Peppers are on my short list of favorite foods, and Solanaceæ is almost certainly the favorite food family. (So there, Bovidæ lovers!) When visiting markets of any sort, I am always on the lookout for hot pepper sauces. It can be tricky finding the hot ones, since even the same kind will almost always vary in hotness from brand to brand, just like Southwestern American hot sauces do. (We usually have to ask the proprietor, who sometimes doesn't remember.)

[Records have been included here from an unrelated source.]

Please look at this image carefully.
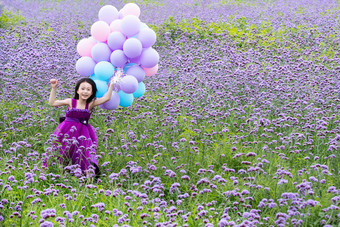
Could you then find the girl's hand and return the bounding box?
[50,79,58,88]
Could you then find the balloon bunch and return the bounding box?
[76,3,159,110]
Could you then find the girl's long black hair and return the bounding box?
[73,78,97,103]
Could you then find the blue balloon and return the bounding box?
[133,82,145,98]
[123,62,137,73]
[94,80,109,98]
[94,61,115,81]
[118,91,133,107]
[90,73,99,80]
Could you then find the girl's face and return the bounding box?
[77,82,92,100]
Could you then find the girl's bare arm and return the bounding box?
[48,79,71,106]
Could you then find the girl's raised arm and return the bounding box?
[89,82,114,110]
[48,79,72,107]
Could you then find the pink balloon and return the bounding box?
[142,64,158,76]
[123,38,143,58]
[110,50,128,67]
[77,38,96,57]
[122,3,140,17]
[107,32,126,50]
[120,15,140,37]
[98,5,118,24]
[91,21,110,42]
[102,91,120,110]
[110,19,122,32]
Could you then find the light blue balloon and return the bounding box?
[123,62,137,73]
[90,73,99,80]
[118,91,133,107]
[133,82,145,98]
[93,80,109,98]
[94,61,115,81]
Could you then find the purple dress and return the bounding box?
[43,99,98,171]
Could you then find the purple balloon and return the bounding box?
[110,50,128,68]
[123,38,143,58]
[76,57,96,76]
[140,47,159,68]
[102,91,120,110]
[120,15,140,37]
[126,65,145,83]
[107,32,126,50]
[119,75,138,94]
[130,55,140,65]
[91,43,111,62]
[138,28,156,48]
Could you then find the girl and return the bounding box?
[43,78,114,178]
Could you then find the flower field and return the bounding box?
[0,0,340,227]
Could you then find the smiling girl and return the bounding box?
[43,78,113,181]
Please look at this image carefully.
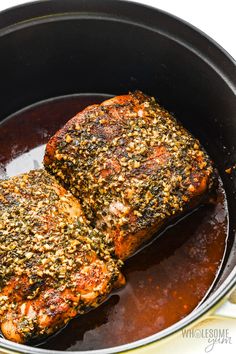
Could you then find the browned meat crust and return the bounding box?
[44,92,213,259]
[0,170,121,343]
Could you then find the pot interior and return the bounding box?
[0,1,236,352]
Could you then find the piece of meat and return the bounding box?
[44,91,214,259]
[0,170,122,343]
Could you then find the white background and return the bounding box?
[0,0,236,59]
[0,0,236,354]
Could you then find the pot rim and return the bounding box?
[0,0,236,354]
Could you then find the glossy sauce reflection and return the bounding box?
[0,95,227,350]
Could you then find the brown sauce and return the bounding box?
[0,95,227,350]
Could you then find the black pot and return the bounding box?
[0,0,236,354]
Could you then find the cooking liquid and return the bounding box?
[0,95,227,350]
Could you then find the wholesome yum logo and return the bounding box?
[182,328,232,353]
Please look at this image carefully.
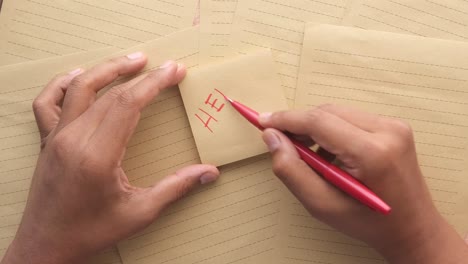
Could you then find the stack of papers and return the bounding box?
[0,0,468,264]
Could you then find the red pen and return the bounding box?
[226,97,392,215]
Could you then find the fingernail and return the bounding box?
[258,113,273,124]
[68,68,84,77]
[200,172,218,185]
[265,131,281,152]
[159,61,175,69]
[127,52,143,60]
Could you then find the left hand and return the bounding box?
[2,53,219,264]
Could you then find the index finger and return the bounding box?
[259,108,371,162]
[91,62,186,161]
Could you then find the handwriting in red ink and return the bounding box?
[195,89,226,133]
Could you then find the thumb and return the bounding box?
[263,128,348,215]
[144,165,220,218]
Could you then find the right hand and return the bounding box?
[260,105,468,264]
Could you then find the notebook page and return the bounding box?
[279,25,468,264]
[0,48,121,264]
[0,0,198,65]
[200,0,237,63]
[344,0,468,41]
[0,23,280,263]
[118,34,281,264]
[230,0,347,106]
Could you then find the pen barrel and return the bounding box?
[292,140,391,215]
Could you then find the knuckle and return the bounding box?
[32,97,47,113]
[49,133,75,159]
[147,71,171,89]
[169,172,193,202]
[69,74,96,90]
[78,151,109,176]
[306,108,326,123]
[107,84,125,99]
[391,120,413,144]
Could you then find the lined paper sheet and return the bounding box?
[0,23,280,264]
[200,0,237,63]
[0,48,121,264]
[230,0,348,106]
[0,0,198,65]
[279,24,468,264]
[119,32,281,264]
[344,0,468,41]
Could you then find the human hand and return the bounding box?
[260,105,468,264]
[2,53,219,263]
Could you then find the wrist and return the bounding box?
[377,212,468,264]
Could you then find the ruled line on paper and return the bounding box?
[344,0,468,40]
[280,22,468,264]
[0,0,197,64]
[230,0,347,106]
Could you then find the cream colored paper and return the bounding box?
[0,48,121,264]
[230,0,347,106]
[0,0,198,65]
[344,0,468,41]
[180,50,288,166]
[0,24,280,264]
[279,24,468,264]
[200,0,237,63]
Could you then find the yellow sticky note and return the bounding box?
[180,50,288,165]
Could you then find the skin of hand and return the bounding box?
[260,105,468,264]
[2,53,219,264]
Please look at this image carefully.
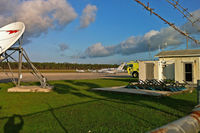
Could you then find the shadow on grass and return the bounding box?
[53,80,100,96]
[48,104,68,133]
[4,114,24,133]
[50,78,196,117]
[0,78,17,83]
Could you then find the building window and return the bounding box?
[185,63,192,82]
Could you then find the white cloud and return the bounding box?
[58,43,69,52]
[0,0,77,42]
[80,4,97,28]
[80,10,200,58]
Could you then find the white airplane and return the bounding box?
[76,69,85,73]
[88,69,97,73]
[97,62,126,74]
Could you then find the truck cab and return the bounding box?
[127,61,139,78]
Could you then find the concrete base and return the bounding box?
[8,86,52,92]
[92,86,193,96]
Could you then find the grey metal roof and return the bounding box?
[155,49,200,57]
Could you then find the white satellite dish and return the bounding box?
[0,22,25,54]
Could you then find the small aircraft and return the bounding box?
[97,62,126,74]
[76,69,85,73]
[88,69,97,73]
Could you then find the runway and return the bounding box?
[0,72,131,82]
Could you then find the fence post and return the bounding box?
[197,80,200,104]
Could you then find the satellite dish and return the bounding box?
[0,22,25,54]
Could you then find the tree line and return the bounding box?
[0,62,119,70]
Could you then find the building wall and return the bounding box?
[139,61,158,80]
[159,57,200,83]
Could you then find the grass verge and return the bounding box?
[0,79,196,133]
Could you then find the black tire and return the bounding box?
[132,71,139,78]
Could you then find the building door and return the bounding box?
[146,63,154,79]
[185,63,193,82]
[163,63,175,80]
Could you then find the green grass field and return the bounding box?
[0,79,196,133]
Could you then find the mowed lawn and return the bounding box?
[0,79,196,133]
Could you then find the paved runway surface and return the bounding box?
[0,73,131,82]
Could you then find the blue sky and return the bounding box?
[0,0,200,64]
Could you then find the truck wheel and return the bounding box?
[132,72,139,78]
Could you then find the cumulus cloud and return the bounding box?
[0,0,77,42]
[58,43,69,52]
[80,4,97,28]
[80,10,200,58]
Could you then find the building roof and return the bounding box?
[155,49,200,58]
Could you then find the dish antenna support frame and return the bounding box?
[0,34,49,88]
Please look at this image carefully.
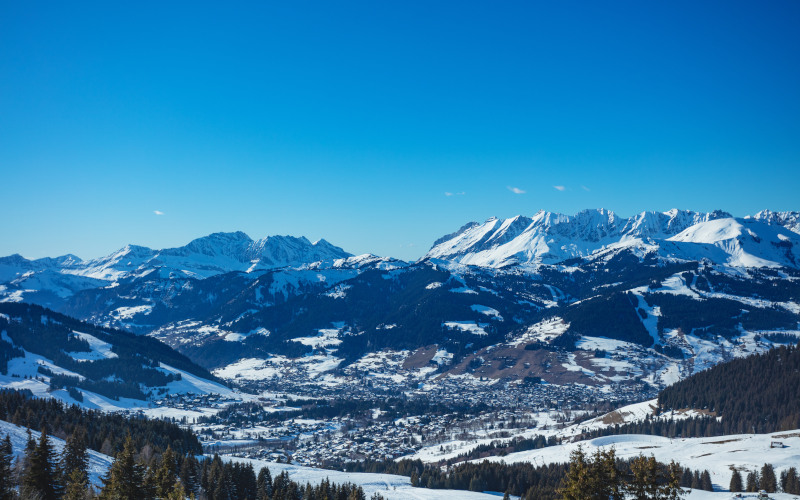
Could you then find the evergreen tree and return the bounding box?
[558,446,594,500]
[681,467,692,488]
[256,467,272,500]
[760,464,778,493]
[700,470,714,491]
[63,469,89,500]
[591,448,624,500]
[154,446,178,498]
[746,472,758,493]
[659,460,683,500]
[61,427,89,490]
[729,469,744,493]
[692,470,702,490]
[22,428,62,500]
[781,467,800,495]
[626,455,658,500]
[100,435,148,500]
[0,434,14,500]
[180,455,200,494]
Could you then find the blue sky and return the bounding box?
[0,1,800,259]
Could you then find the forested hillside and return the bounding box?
[658,346,800,434]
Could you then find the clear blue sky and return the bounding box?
[0,0,800,259]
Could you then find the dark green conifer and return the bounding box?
[22,428,62,500]
[761,464,778,493]
[729,469,744,493]
[0,434,15,500]
[100,435,149,500]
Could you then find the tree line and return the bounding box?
[0,390,203,456]
[0,428,383,500]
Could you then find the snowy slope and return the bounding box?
[426,209,729,267]
[63,231,350,280]
[224,456,502,500]
[426,209,800,268]
[484,430,800,498]
[0,232,354,308]
[661,218,800,267]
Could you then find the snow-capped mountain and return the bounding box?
[0,232,352,307]
[64,232,351,281]
[0,210,800,394]
[425,209,800,268]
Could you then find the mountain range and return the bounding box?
[0,209,800,396]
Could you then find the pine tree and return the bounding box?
[558,446,594,500]
[100,435,148,500]
[63,469,89,500]
[256,467,272,500]
[659,460,683,500]
[761,464,778,493]
[700,470,714,491]
[745,472,758,493]
[781,467,800,495]
[729,469,744,493]
[22,428,62,500]
[61,427,89,490]
[155,446,178,498]
[626,455,656,500]
[590,448,624,500]
[180,455,200,494]
[0,434,14,500]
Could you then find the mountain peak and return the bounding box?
[424,208,800,267]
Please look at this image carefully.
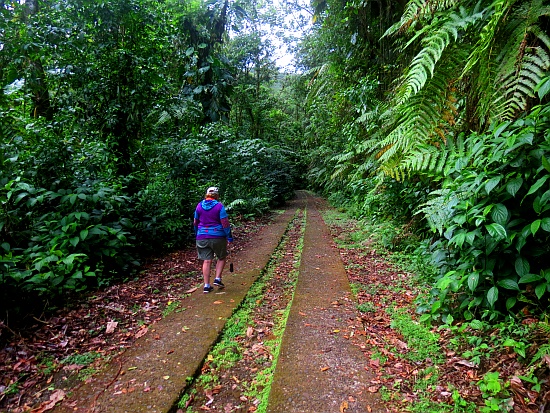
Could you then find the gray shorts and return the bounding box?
[197,238,227,261]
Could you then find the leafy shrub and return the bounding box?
[0,177,135,300]
[423,100,550,317]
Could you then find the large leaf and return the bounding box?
[535,283,548,300]
[515,257,531,277]
[468,272,479,291]
[487,287,498,307]
[485,176,501,195]
[506,178,523,196]
[526,175,550,196]
[485,223,506,240]
[491,204,508,226]
[497,278,519,291]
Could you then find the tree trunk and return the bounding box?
[24,0,53,120]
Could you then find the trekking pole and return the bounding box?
[229,242,233,272]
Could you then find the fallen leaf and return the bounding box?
[136,327,149,338]
[42,389,65,411]
[105,321,118,334]
[204,389,214,406]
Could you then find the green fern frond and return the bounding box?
[530,344,550,365]
[462,0,515,76]
[397,7,484,104]
[498,47,550,119]
[382,0,466,38]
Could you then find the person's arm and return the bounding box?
[220,205,233,242]
[193,209,199,236]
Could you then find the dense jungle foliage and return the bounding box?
[0,0,301,311]
[298,0,550,321]
[0,0,550,321]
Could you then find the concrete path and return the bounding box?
[267,198,386,413]
[52,192,386,413]
[52,200,302,413]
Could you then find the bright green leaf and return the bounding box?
[518,274,542,284]
[468,272,479,291]
[485,176,501,194]
[526,175,550,196]
[491,204,508,226]
[514,257,531,277]
[485,223,506,240]
[506,178,523,196]
[535,283,548,300]
[531,219,542,235]
[487,287,498,307]
[497,278,519,291]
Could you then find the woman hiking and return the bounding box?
[193,186,233,294]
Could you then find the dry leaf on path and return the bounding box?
[340,401,349,413]
[204,389,214,406]
[105,321,118,334]
[136,327,149,338]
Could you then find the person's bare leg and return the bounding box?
[216,258,226,280]
[202,260,212,285]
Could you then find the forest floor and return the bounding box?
[0,192,550,413]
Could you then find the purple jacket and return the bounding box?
[193,199,233,242]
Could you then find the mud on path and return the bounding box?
[3,192,402,413]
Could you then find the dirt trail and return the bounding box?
[49,192,386,413]
[53,200,301,413]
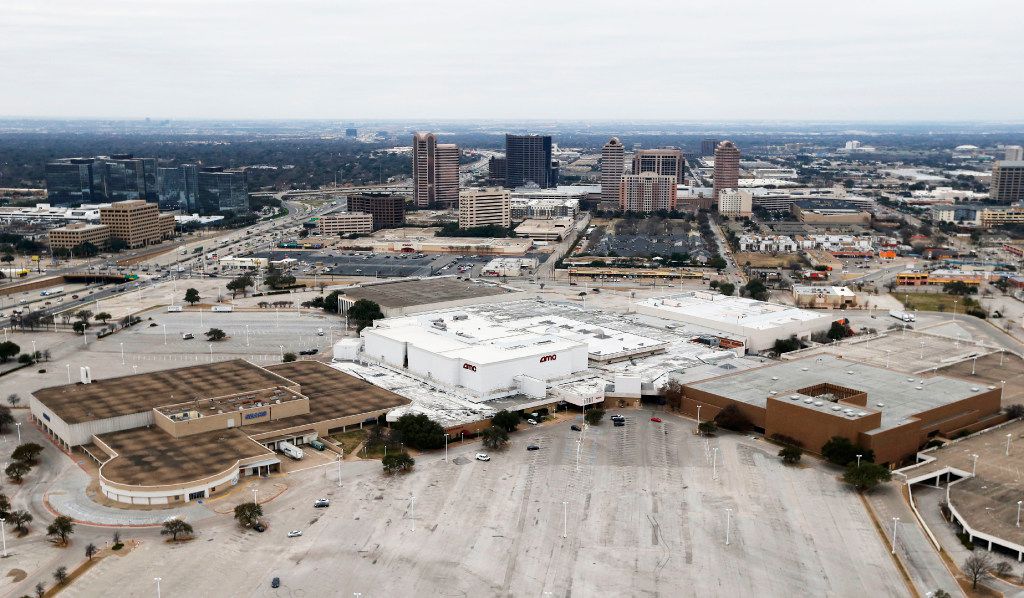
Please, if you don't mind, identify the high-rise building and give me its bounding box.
[718,188,754,216]
[99,200,174,248]
[988,160,1024,204]
[347,193,406,230]
[487,156,506,186]
[712,141,739,204]
[196,166,249,216]
[505,135,558,188]
[633,147,683,184]
[459,187,512,228]
[413,133,459,208]
[601,137,626,203]
[618,171,677,214]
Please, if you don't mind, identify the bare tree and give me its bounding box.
[964,552,992,590]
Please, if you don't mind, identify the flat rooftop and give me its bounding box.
[344,276,516,308]
[637,291,828,330]
[33,359,295,424]
[688,355,988,429]
[99,427,273,485]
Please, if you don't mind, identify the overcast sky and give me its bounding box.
[0,0,1024,122]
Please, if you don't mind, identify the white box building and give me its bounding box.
[636,291,834,351]
[362,311,588,400]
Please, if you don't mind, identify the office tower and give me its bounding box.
[459,187,512,228]
[633,147,683,184]
[46,158,93,206]
[505,135,558,188]
[718,188,754,216]
[413,133,459,208]
[712,141,739,204]
[346,193,406,230]
[196,166,249,216]
[99,200,174,249]
[601,137,626,203]
[988,160,1024,204]
[487,156,506,186]
[618,171,677,214]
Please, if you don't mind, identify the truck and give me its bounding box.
[889,309,916,322]
[278,440,305,461]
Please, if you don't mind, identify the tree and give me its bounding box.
[381,452,416,473]
[206,328,227,341]
[490,409,519,432]
[697,420,718,436]
[821,436,874,467]
[0,341,22,364]
[234,502,263,527]
[778,444,804,465]
[480,426,509,451]
[46,515,75,546]
[583,407,604,426]
[391,414,444,451]
[160,519,193,542]
[843,462,893,493]
[7,511,32,533]
[715,404,753,432]
[964,552,992,590]
[10,442,43,465]
[348,299,384,330]
[4,461,32,483]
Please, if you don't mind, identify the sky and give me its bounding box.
[0,0,1024,122]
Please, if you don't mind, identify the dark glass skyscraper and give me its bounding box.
[505,135,558,188]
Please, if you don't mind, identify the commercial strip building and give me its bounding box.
[30,359,409,506]
[459,187,512,228]
[683,355,1002,463]
[636,291,834,352]
[316,212,374,236]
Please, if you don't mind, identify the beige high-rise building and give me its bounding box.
[459,187,512,228]
[712,141,739,204]
[601,137,626,204]
[618,172,677,214]
[633,147,683,184]
[413,133,459,208]
[99,200,174,249]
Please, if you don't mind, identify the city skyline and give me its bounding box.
[0,0,1024,122]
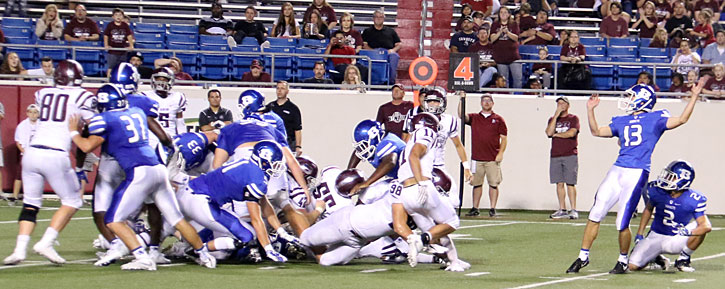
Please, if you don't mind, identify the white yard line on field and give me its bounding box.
[509,253,725,289]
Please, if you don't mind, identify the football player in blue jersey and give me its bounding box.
[347,119,405,195]
[68,85,216,270]
[178,141,287,262]
[629,160,712,272]
[566,76,709,274]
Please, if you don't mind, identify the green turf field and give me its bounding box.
[0,202,725,289]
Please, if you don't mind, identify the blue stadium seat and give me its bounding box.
[169,24,199,35]
[579,37,607,48]
[607,47,638,58]
[166,33,199,45]
[609,37,639,47]
[2,17,33,30]
[267,37,297,47]
[359,49,389,84]
[134,32,166,44]
[133,22,166,34]
[199,35,228,46]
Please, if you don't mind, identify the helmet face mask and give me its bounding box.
[352,119,385,161]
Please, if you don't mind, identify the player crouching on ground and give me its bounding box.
[68,85,216,271]
[629,160,712,272]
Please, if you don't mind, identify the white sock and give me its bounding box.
[15,235,30,254]
[617,253,629,264]
[579,249,589,261]
[38,227,58,245]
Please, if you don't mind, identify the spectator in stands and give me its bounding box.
[302,61,334,84]
[637,71,660,92]
[0,52,28,80]
[702,30,725,64]
[559,30,591,89]
[519,10,556,45]
[28,56,55,85]
[468,28,498,87]
[272,2,300,38]
[649,27,667,48]
[363,8,403,82]
[632,1,657,38]
[516,3,546,33]
[302,0,337,30]
[692,0,725,20]
[231,5,267,47]
[667,73,688,92]
[652,0,675,25]
[199,2,234,35]
[531,46,553,88]
[267,81,302,156]
[702,63,725,98]
[375,83,413,137]
[325,30,368,83]
[342,65,365,93]
[199,89,234,131]
[339,12,363,53]
[128,51,154,79]
[454,4,473,32]
[687,8,715,47]
[665,1,692,39]
[451,16,478,53]
[458,92,508,217]
[302,10,330,40]
[154,56,194,80]
[242,59,272,82]
[545,96,579,219]
[35,4,63,40]
[103,8,134,74]
[490,7,523,88]
[63,4,101,41]
[3,0,28,18]
[8,104,40,206]
[672,39,700,74]
[599,2,629,38]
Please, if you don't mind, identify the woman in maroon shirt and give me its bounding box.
[490,7,522,88]
[632,1,657,38]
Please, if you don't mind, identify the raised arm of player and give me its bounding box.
[667,75,710,129]
[587,94,612,137]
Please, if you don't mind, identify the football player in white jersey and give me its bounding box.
[421,87,472,208]
[4,60,96,264]
[392,112,470,271]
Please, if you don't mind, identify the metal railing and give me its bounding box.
[0,43,374,88]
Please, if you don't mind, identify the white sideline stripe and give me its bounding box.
[509,252,725,289]
[0,258,98,270]
[0,217,93,224]
[360,268,388,273]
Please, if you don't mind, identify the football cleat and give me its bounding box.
[609,262,629,274]
[675,259,695,273]
[407,234,423,268]
[3,252,25,265]
[566,258,589,273]
[121,257,156,271]
[33,242,65,264]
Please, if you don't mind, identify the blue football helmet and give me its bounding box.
[238,89,265,118]
[96,84,128,112]
[109,62,141,93]
[618,84,657,114]
[352,119,385,161]
[655,160,695,191]
[251,140,285,177]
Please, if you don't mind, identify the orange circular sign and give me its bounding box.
[408,56,438,86]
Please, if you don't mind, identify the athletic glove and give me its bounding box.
[264,245,287,263]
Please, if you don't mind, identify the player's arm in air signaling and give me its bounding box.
[667,75,710,129]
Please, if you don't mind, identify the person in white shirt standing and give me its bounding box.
[8,104,40,206]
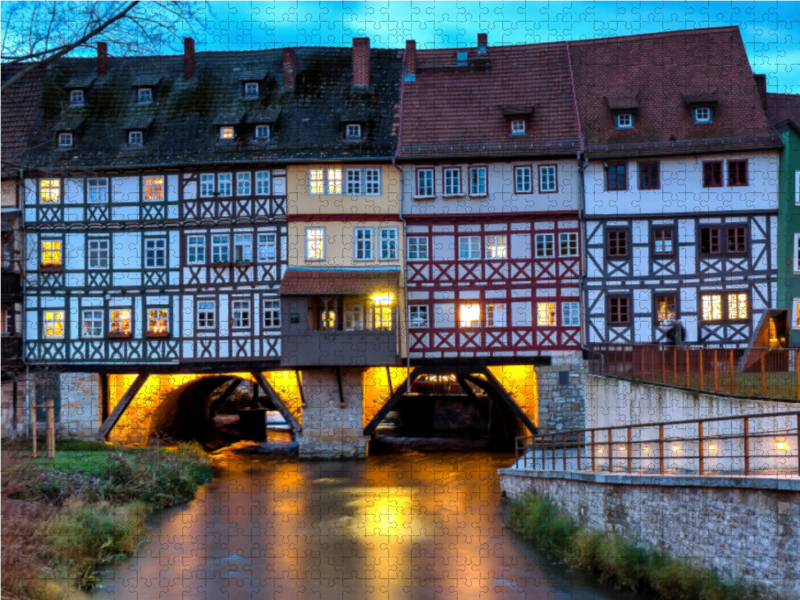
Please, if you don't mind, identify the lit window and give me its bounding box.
[197,300,217,329]
[144,238,167,269]
[147,308,169,335]
[89,239,110,269]
[264,300,281,327]
[42,240,61,267]
[44,311,64,339]
[486,235,508,258]
[536,302,556,327]
[306,227,325,260]
[83,310,103,337]
[144,177,164,201]
[39,179,61,203]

Some time ago, on one of the first trips to a local Lebanese grocery store, in the jars of pepper sauces from Syria and Lebanon were some labeled "Chatta." This gave a moment's pause, until a jar was turned around to reveal شطّة shatta. Transliteration works just as well into French as English. This is an Arabic word for peppers and for a hot sauce made from them. And I have since found that chatta is a quite common spelling even among Lebanese-Americans to refer to the latter.
The purpose of this short post is to call attention to the very comprehensive Gernot Katzer's Spice Pages (it's over there on the right under Tools). When I first encountered it, again a while ago, I naturally went to its Chile page, like at a market, where near the top of a list that even includes Georgian წიწაკა cicaka is Arabic شَطَّة shatta. Remembering chatta, I checked the German version of the page, but no, it doesn't switch transliteration schemes to schatte.
I now see that Katzer's Coconut page has a list which overlaps (with some variation) with one I had in an earlier post here. It lists two Tamil words, which I didn't until a comment pointed out my confusion. As I said, I already had the site bookmarked, though I hadn't honestly thought of coconut as a spice; but it's right there at the top when I Google for "தேங்காய் coconut" to double check my update. Furthermore, it mentions نارگیله nārgileh 'water pipe,' as LanguageHat suggested in his comment on the post. My mistake.
Peppers will probably be the subject of longer posts, when I come up with more interesting things to say.